Opinion

The new era of statutory control

Construction professionals will soon face a tougher regulatory backdrop, writes Christine Gausden
Image: Dreamstime
Image: Dreamstime

Fundamental changes to legislation are pending by virtue of the draft Building Safety Bill. Together with the existing Fire Safety Bill and fire safety consultation, this bill will improve building and fire safety, leading to safer occupancy. These changes are important to be aware of as they will have an impact on our industry and affect how we build and maintain our buildings.

Those responsible for the safety of residents will be accountable for errors and will need to adapt quickly or face serious consequences.

The building safety regulator will be overseeing safety and standards of all buildings, especially those deemed higher risk, and they will seek to improve the competence of responsible parties managing and overseeing works. High-rise residential buildings will be subject to a more stringent set of rules with more clarity as to who is responsible for managing risk and enabling the ‘golden thread’ of information, gathered over the life of a building.

“Those responsible for the safety of residents will be accountable for errors and will need to adapt quickly or face serious consequences”

Amendments to the existing Fire Safety Order will include unlimited fines for anyone obstructing or impersonating a fire inspector and the requirement for fire risk assessments to be recorded for all buildings and undertaken by a ‘competent’ professional.

It’s worth noting that another change coming – albeit quite slowly – is in the form of two standards: the Future Homes Standard and the Future Buildings Standard. Both outline plans to address and find solutions for reducing carbon emissions within the built environment by almost a third.
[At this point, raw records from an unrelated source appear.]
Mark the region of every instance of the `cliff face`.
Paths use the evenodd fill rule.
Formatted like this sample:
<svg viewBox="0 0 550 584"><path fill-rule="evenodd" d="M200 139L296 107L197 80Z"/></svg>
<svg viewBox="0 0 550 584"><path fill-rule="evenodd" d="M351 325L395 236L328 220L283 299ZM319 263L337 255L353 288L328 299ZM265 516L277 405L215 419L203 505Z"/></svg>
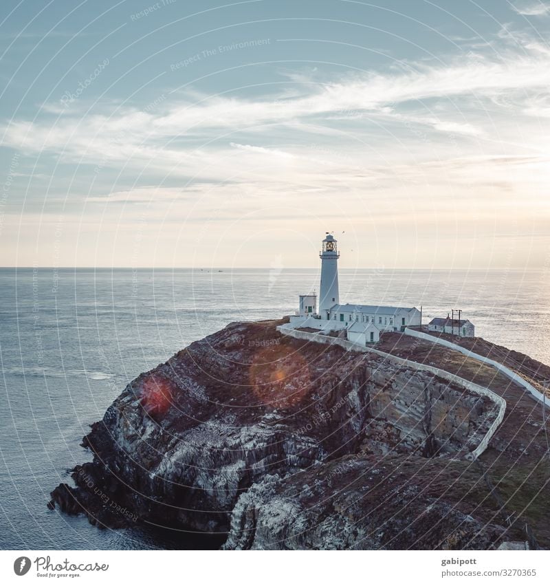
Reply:
<svg viewBox="0 0 550 584"><path fill-rule="evenodd" d="M109 526L228 532L228 549L481 549L504 537L464 458L492 402L280 323L232 323L140 375L52 505Z"/></svg>

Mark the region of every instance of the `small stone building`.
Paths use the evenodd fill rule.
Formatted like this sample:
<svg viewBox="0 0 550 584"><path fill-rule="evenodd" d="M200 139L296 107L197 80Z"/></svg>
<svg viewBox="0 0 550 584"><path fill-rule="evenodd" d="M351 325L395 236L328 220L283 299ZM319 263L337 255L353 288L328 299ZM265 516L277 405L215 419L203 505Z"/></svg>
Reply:
<svg viewBox="0 0 550 584"><path fill-rule="evenodd" d="M380 340L380 329L374 323L362 323L355 321L348 327L346 334L348 340L364 347L369 343L377 343Z"/></svg>
<svg viewBox="0 0 550 584"><path fill-rule="evenodd" d="M458 336L475 336L475 327L470 321L450 318L432 318L428 325L428 330L445 332Z"/></svg>

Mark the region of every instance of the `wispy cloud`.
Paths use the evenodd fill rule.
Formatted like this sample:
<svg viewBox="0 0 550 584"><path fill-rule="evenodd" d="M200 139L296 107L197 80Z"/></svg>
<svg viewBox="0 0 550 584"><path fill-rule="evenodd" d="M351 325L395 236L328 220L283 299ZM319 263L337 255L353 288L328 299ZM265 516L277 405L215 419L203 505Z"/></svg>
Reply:
<svg viewBox="0 0 550 584"><path fill-rule="evenodd" d="M516 3L512 8L518 14L525 17L542 17L550 14L550 4L541 1Z"/></svg>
They will enable the provision of more efficient domestic and non-domestic buildings, futureproof our buildings and seek to enhance the wider environment.

It is critical to understand the implications of these changes, to be aware of these requirements and to be prepared for any changes required before they come into force. As someone who teaches the next generation of construction professionals, I welcome these changes and I am supportive of any action which will make our buildings safer and better managed. I would urge anyone reading this, who works within the built environment, to educate yourself as to these changes.